Metadata management principles

Principle

Final | March 2019 | v1.0.0 | PUBLIC | QGCIO

Principles at a glance

  1. Standardised: Agencies select and use existing standard metadata schemas to comprehensively describe their information
  2. Contextualised: Agencies create, maintain or use data dictionaries and/or business glossaries to provide greater understanding and context in relation to their information
  3. Managed: Metadata is managed throughout the information lifecycle
  4. Published: Agencies make metadata accessible and discoverable
  5. Automated: Agencies ensure that metadata capture, modification, management and monitoring is time and resource efficient and employ automated processes where practical

Introduction

Metadata plays an increasingly critical role, not only in relation to managing an agencies internal information, but also as an enabler for sharing and re-use. Decision making, research, analytics, and information sharing all depend on reliable content, context and quality of information – metadata is the key to providing this information.

The uses of metadata are evolving – at its most basic, metadata is “data about data” but increasingly it provides a mechanism to do more than simply describe and curate information. In today’s rich and complex information landscape where technology facilitates the capture of an ever-increasing volume and variety of information, the role that metadata plays in describing this information grows more important, particularly in the context of access and reuse. In the future, accurate, reliable and machine-readable metadata will underpin demands for Machine Learning, Artificial Intelligence and advanced analytics. Implementing effective metadata management will allow departments, organisations and the broader public to extend the use of Queensland Government information to derive insights, deliver services and develop new data driven opportunities.

These Metadata management principles are closely aligned with the ‘connectivity’ and ‘trust’ priorities of DIGITAL1ST, the Records governance policy, the Information access and use policy and the ICT profiling standard. They should be read in conjunction with the Information principles, in particular the sections outlining implications for agencies.

Purpose

The Metadata management principles are a set of ambitions or values that accountable officers should aspire to when making decisions regarding the creation, management and use of metadata.

These principles provide for a consistent and contemporary approach to metadata for the Queensland Government and will assist agencies in the establishment and maintenance of metadata management practices. Accurate, integral and relevant agency metadata will allow effective discovery, use and re-use of Queensland Government information.

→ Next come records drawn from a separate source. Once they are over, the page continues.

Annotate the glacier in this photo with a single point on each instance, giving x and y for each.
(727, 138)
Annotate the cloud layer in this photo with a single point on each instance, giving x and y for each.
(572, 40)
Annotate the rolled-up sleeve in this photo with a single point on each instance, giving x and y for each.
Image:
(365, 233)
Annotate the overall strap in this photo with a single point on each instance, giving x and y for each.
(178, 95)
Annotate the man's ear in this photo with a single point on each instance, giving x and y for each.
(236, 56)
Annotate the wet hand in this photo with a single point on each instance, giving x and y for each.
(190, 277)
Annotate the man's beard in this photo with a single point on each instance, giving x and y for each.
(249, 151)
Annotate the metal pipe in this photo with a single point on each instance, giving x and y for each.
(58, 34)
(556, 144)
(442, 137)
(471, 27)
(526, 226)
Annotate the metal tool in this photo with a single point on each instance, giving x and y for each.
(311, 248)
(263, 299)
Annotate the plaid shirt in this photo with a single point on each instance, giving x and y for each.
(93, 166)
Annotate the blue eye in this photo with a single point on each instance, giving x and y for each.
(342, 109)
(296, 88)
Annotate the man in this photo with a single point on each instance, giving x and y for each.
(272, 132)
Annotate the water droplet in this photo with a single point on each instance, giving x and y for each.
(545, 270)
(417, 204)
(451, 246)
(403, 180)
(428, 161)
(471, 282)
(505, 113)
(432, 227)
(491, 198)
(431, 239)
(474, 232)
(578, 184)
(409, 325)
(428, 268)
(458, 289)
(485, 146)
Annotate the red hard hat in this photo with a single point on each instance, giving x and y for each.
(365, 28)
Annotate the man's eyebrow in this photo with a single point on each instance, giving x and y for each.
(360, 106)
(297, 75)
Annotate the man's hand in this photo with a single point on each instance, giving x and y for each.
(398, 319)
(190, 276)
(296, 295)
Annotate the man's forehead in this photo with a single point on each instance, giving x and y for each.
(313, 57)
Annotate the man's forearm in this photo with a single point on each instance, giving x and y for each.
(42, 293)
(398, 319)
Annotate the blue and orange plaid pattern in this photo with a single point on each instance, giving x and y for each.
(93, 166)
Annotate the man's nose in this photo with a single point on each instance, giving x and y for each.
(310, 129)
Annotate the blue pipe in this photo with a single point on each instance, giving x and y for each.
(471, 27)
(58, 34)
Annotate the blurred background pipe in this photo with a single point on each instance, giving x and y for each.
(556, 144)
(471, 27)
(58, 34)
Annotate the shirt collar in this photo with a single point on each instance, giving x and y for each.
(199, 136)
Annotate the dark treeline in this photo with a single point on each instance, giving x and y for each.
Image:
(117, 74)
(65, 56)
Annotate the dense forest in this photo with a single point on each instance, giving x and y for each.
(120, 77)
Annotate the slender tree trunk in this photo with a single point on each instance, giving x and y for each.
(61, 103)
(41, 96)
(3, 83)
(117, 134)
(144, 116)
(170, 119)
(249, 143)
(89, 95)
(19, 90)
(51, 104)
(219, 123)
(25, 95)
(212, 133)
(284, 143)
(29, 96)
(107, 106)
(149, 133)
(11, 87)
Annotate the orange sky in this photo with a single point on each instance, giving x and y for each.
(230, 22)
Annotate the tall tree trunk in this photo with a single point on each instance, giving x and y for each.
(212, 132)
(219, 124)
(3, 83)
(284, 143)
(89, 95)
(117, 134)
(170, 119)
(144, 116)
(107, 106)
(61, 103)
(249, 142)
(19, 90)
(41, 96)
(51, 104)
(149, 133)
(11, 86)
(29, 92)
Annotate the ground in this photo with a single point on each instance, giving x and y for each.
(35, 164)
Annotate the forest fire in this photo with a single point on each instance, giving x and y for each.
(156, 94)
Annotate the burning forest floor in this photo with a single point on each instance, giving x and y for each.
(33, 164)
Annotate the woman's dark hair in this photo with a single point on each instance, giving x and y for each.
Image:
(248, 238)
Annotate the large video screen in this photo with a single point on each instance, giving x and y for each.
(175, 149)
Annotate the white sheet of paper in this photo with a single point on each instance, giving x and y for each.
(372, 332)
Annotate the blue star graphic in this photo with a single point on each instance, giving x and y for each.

This improved discovery, use and reuse of Queensland Government information that metadata provides for, is becoming increasingly crucial across a range of related activities. These include agency information and records management, data sharing and analytics practices and broader information lifecycle governance.

Audience

This document is primarily intended for:

  • Metadata creators
  • Information asset custodians
  • Information management specialists
  • Record keepers and archivists
  • Enterprise architects
  • Information architects
  • System administrators
  • Data analysts and researchers
  • Website developers
  • Metadata consumers.

Applicability

This document provides guidance on metadata management for those departments that currently produce, collect, manage, store, publish or share information.  The term information has been used throughout this document in accordance with its meaning as defined in the Queensland Government Chief Information Office glossary.

These principles apply to all Queensland Government departments and its adoption by other Queensland Government entities is encouraged.

Scope

All information currently produced, collected, managed, stored, published or shared by Queensland Government departments, either by manual or automated processes, which requires the creation and maintenance of associated metadata is in scope for these Metadata management principles.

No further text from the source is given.